サイズは幅610mm×奥行き905mm×高さ1,675mm

11月27日には、取材向けのデモが西武新宿駅で行われた。デモは、巡回警備をしている「Perseusbot(ペルセウスボット)」が柱に固定されたAI監視カメラと連携して、気分が悪くなった人を発見し、駅員の持つスマートホンに連絡。駅員が救護するという設定で行われた。

人が救護されたあと、ロボットは巡回警備に復帰する。そのときは、事前に指令されていた通過ポイントへ向かおうとする。

今回の実証実験では、ロボットに加えて3台の固定カメラを導入。組み合わせてシステムとして運用している。実証実験フィールドはおおよそ30m×20m。2本の柱の天井近くにカメラが設置されており、通路を歩く人を監視する。


柱に取り付けられたアースアイズのAI監視カメラで気分が悪くなった人を発見

認識画面。赤い枠が認識結果

認識結果は駅員の持つスマホにも通知される

1つは2台1組で、それぞれ違う方向を向けられている。カメラの画角は縦60度、水平76度。


2個1組で運用しているカメラも

アースアイズの「AI監視カメラ」は赤外線を光源としたToF(Time-of-Flight)を用いた距離画像カメラで、設定距離は0.7mから10m。不審な動きや音を検知して判別し、RGB画像と距離画像情報を組み合わせてリアルタイムで端末に通知したり警告を発したりして、犯罪を予防抑止することができるという。距離画像センサーを使うことで人同士の距離が近くても個別に区別して体や手の動きを把握することができる。


アースアイズのAI監視カメラ

アースアイズでは万引き防止などのほか、見守りサービスなどに使えるとしている。




柵なしで実証実験中

日本ユニシス株式会社 公共ビジネスサービス第一本部 次世代公共システム部 第二室 主任 吉越一樹氏

今回のロボットの開発責任者である日本ユニシス株式会社 公共ビジネスサービス第一本部 次世代公共システム部 第二室 主任の吉越一樹氏によれば、通常の実証実験では柵を設けることなく、またより広いエリアでロボットを動かしているという。

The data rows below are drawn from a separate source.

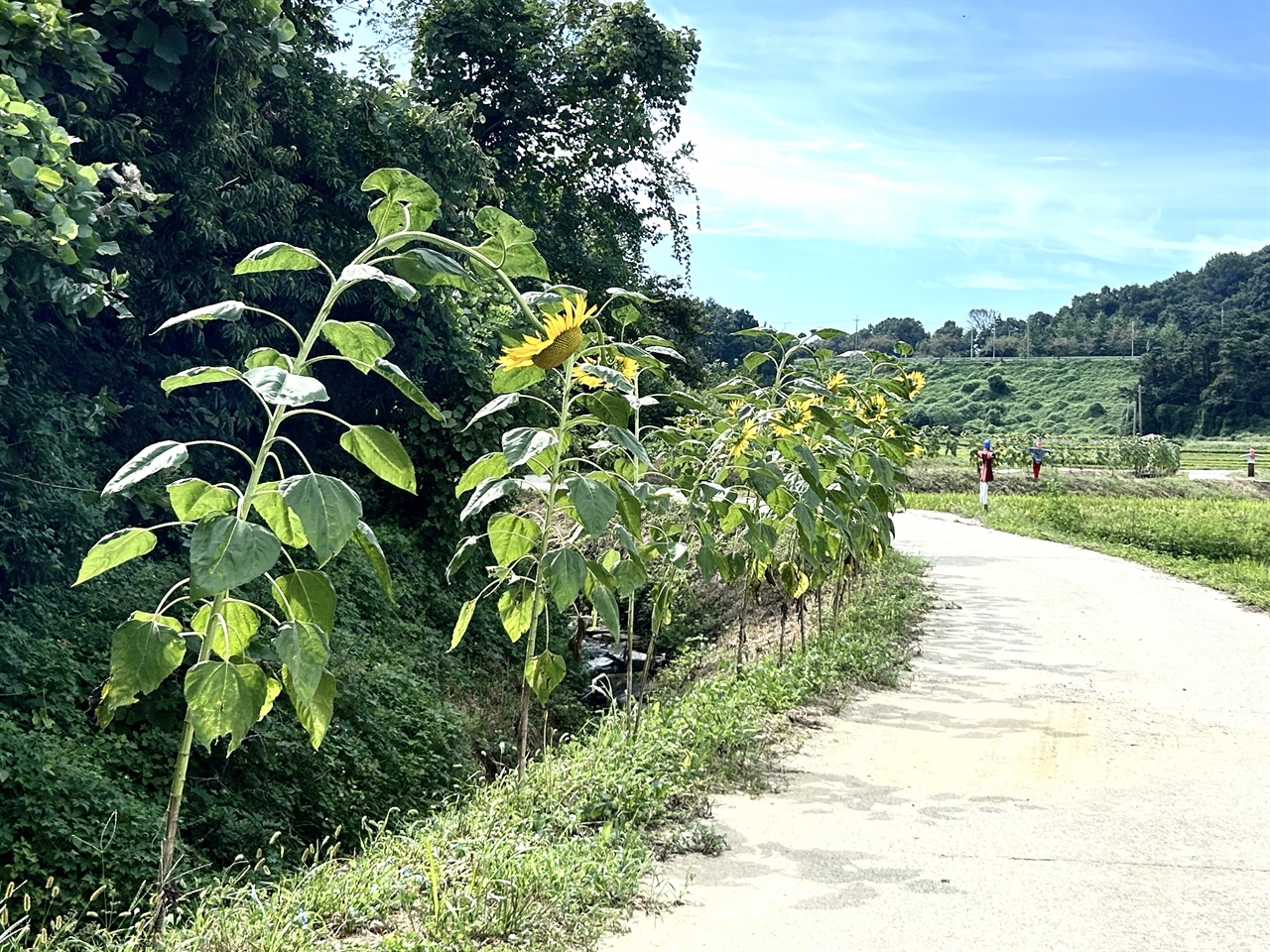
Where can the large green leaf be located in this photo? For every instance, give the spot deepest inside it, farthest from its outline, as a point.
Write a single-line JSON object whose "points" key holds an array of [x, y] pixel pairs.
{"points": [[327, 509], [116, 548], [356, 273], [512, 537], [516, 610], [277, 386], [489, 466], [425, 267], [358, 340], [524, 443], [308, 597], [509, 245], [277, 257], [197, 376], [193, 499], [465, 617], [144, 652], [316, 712], [395, 376], [303, 649], [226, 552], [566, 572], [382, 453], [225, 698], [278, 516], [231, 630], [365, 538], [544, 673], [606, 607], [409, 189], [154, 458], [593, 502], [221, 311]]}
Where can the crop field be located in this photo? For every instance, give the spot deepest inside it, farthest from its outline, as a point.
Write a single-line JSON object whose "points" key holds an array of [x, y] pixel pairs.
{"points": [[1071, 397], [1220, 542]]}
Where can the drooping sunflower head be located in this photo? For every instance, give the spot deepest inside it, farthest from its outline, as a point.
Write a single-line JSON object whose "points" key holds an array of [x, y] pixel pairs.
{"points": [[563, 338]]}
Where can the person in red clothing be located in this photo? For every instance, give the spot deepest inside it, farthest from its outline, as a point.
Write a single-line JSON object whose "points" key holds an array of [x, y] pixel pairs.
{"points": [[985, 457]]}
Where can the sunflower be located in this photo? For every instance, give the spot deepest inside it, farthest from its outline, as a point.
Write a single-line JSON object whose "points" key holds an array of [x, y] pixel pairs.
{"points": [[563, 336], [748, 430], [625, 366]]}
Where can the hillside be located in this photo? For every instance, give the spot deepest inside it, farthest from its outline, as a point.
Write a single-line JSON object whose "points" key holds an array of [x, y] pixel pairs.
{"points": [[1072, 397]]}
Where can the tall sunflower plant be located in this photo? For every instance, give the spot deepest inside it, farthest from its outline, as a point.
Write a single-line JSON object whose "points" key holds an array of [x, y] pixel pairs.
{"points": [[572, 493]]}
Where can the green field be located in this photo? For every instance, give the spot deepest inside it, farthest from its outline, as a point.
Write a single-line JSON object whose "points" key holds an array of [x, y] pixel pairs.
{"points": [[1222, 542], [1070, 397]]}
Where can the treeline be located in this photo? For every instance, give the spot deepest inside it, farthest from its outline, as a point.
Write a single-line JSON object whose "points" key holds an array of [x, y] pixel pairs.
{"points": [[145, 148], [1205, 338]]}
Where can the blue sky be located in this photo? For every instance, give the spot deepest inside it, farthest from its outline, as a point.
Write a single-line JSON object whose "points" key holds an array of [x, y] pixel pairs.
{"points": [[862, 160]]}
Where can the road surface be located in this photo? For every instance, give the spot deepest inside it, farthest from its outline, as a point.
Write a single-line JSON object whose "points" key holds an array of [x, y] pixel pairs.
{"points": [[1080, 762]]}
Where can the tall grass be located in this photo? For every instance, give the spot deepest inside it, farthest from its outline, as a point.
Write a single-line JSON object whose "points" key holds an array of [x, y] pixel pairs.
{"points": [[554, 862], [1220, 542]]}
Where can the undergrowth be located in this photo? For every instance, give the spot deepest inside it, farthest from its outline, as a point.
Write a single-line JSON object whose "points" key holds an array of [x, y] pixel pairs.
{"points": [[550, 864]]}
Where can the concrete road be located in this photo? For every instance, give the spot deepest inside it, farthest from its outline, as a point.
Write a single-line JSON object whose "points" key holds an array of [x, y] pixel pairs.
{"points": [[1080, 762]]}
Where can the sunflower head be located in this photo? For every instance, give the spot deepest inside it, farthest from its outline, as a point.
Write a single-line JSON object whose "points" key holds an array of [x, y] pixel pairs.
{"points": [[563, 336]]}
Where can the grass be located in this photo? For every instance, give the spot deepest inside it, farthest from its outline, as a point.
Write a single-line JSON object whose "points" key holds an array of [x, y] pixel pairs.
{"points": [[1219, 540], [1071, 398], [556, 862]]}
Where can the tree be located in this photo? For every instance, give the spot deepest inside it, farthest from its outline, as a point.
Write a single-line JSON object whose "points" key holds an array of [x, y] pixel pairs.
{"points": [[578, 103]]}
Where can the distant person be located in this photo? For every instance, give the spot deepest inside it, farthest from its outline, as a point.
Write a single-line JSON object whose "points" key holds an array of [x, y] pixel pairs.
{"points": [[1038, 454], [985, 457]]}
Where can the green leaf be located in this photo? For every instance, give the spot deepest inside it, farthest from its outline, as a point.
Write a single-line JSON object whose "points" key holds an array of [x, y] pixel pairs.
{"points": [[316, 712], [154, 458], [195, 376], [465, 617], [277, 257], [358, 340], [114, 548], [544, 673], [493, 407], [517, 380], [226, 552], [489, 466], [327, 509], [593, 502], [512, 537], [225, 698], [270, 504], [280, 388], [516, 610], [365, 538], [220, 311], [230, 631], [395, 376], [193, 499], [566, 572], [268, 357], [509, 245], [606, 607], [425, 267], [402, 185], [302, 647], [356, 273], [524, 443], [144, 652], [486, 492], [382, 454], [307, 595]]}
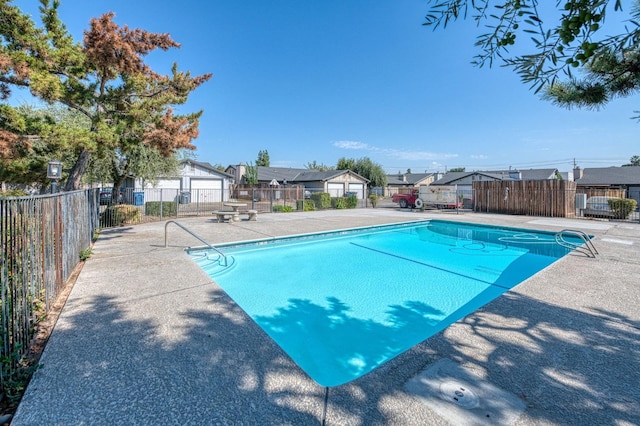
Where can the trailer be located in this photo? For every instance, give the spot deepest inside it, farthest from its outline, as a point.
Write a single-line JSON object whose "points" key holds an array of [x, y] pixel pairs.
{"points": [[440, 196]]}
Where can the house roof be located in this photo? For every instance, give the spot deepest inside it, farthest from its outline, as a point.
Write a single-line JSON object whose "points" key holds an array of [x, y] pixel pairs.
{"points": [[531, 174], [407, 178], [267, 174], [627, 175], [208, 166]]}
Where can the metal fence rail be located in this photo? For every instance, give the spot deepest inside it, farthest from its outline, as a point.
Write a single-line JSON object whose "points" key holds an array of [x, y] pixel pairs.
{"points": [[41, 239]]}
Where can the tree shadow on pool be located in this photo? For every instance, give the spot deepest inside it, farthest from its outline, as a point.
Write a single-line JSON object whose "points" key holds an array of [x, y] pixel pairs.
{"points": [[334, 347]]}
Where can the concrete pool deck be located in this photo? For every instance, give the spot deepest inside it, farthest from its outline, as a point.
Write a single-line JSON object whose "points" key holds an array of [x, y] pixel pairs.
{"points": [[146, 337]]}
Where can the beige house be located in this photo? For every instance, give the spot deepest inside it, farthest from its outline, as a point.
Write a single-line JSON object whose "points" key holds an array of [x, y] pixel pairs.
{"points": [[334, 182]]}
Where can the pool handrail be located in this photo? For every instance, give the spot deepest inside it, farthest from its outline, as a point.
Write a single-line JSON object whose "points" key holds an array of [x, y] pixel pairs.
{"points": [[166, 241]]}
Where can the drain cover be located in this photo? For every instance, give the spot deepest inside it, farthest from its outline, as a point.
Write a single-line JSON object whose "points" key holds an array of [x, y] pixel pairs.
{"points": [[463, 398], [458, 394]]}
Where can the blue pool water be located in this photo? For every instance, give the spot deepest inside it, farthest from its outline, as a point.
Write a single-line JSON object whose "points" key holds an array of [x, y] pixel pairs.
{"points": [[341, 304]]}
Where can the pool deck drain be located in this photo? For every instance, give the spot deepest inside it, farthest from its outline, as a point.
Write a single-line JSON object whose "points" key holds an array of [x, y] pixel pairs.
{"points": [[463, 398]]}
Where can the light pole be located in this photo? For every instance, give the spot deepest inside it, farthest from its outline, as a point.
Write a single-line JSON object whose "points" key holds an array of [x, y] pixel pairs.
{"points": [[54, 172]]}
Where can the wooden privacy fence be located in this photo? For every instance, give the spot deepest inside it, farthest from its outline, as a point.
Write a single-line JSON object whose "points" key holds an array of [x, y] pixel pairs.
{"points": [[41, 239], [551, 198]]}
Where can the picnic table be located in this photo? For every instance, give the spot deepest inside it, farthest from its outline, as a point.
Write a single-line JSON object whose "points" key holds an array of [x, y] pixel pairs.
{"points": [[234, 205]]}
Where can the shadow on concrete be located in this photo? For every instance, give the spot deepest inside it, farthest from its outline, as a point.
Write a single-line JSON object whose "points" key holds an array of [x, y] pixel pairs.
{"points": [[568, 366]]}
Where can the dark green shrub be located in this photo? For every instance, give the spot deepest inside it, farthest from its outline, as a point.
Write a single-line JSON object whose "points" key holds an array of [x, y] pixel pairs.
{"points": [[622, 207], [350, 202], [322, 200], [169, 208], [282, 209], [305, 205]]}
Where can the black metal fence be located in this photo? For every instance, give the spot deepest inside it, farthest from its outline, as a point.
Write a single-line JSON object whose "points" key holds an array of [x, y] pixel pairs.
{"points": [[41, 241]]}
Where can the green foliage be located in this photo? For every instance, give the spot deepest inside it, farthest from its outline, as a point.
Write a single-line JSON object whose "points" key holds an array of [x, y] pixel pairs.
{"points": [[16, 373], [305, 205], [122, 108], [85, 254], [118, 215], [633, 161], [570, 37], [169, 208], [622, 207], [321, 200], [278, 208], [346, 164], [263, 159], [366, 168]]}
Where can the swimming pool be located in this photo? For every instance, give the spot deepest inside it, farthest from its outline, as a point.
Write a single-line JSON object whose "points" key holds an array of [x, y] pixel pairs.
{"points": [[342, 303]]}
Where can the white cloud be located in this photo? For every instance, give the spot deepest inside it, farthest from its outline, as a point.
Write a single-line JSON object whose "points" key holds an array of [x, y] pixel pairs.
{"points": [[397, 154], [351, 145]]}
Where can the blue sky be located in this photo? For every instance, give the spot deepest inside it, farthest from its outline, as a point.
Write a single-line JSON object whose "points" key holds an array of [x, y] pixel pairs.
{"points": [[317, 81]]}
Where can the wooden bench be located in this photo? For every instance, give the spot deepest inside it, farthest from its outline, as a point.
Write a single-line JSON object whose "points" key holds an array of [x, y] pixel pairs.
{"points": [[226, 215], [251, 214]]}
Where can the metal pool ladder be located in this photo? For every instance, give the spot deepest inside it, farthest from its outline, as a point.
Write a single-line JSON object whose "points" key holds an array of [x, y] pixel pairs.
{"points": [[166, 241], [586, 247]]}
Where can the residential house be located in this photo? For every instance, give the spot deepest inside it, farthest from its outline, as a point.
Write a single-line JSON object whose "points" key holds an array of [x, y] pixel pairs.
{"points": [[334, 182], [403, 182], [613, 181], [197, 182]]}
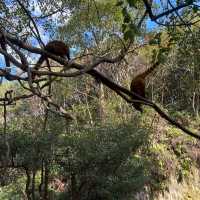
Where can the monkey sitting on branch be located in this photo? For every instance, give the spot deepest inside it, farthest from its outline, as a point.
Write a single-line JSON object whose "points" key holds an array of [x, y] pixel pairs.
{"points": [[138, 86], [56, 47]]}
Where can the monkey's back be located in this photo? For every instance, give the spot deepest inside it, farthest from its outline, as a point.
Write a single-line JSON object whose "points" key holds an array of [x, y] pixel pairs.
{"points": [[58, 48], [138, 87]]}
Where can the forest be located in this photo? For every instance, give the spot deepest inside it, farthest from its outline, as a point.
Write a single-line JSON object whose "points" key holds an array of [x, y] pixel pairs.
{"points": [[99, 99]]}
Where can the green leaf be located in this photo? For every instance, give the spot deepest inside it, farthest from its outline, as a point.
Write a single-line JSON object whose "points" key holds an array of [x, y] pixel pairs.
{"points": [[119, 3], [195, 9]]}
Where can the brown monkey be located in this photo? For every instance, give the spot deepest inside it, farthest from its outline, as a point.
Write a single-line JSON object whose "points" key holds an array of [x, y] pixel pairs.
{"points": [[138, 86], [56, 47]]}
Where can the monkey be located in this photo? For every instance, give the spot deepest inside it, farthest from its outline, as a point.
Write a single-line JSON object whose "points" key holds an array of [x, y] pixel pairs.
{"points": [[9, 96], [56, 47], [138, 86], [7, 61]]}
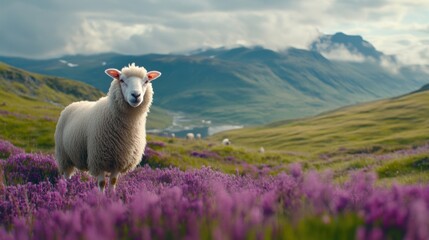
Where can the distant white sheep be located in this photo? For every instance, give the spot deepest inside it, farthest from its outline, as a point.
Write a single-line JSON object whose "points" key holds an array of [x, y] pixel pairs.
{"points": [[109, 135], [190, 136]]}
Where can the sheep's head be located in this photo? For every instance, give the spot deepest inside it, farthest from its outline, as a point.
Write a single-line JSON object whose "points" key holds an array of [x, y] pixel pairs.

通常の実証実験では柵なし、より広いエリアで実証実験中

ロボットが実験を行なっている空間は改札口につながる連絡通路。改札へ向かう人と、改札から出てきた人とでは移動速度が異なる。実験でも、できるだけロボットが人の流れを妨げることがないように移動させているとのことだった。

かつ、カメラを使った認識率を上げるために空間内の2点に監視ポイントを設けた。ロボットに搭載したアースアイズのカメラは移動しながらの状態でも不審な動きを認識することは可能だが、止まった状態で観測したほうが精度が上がるため、そうしているとのことだった。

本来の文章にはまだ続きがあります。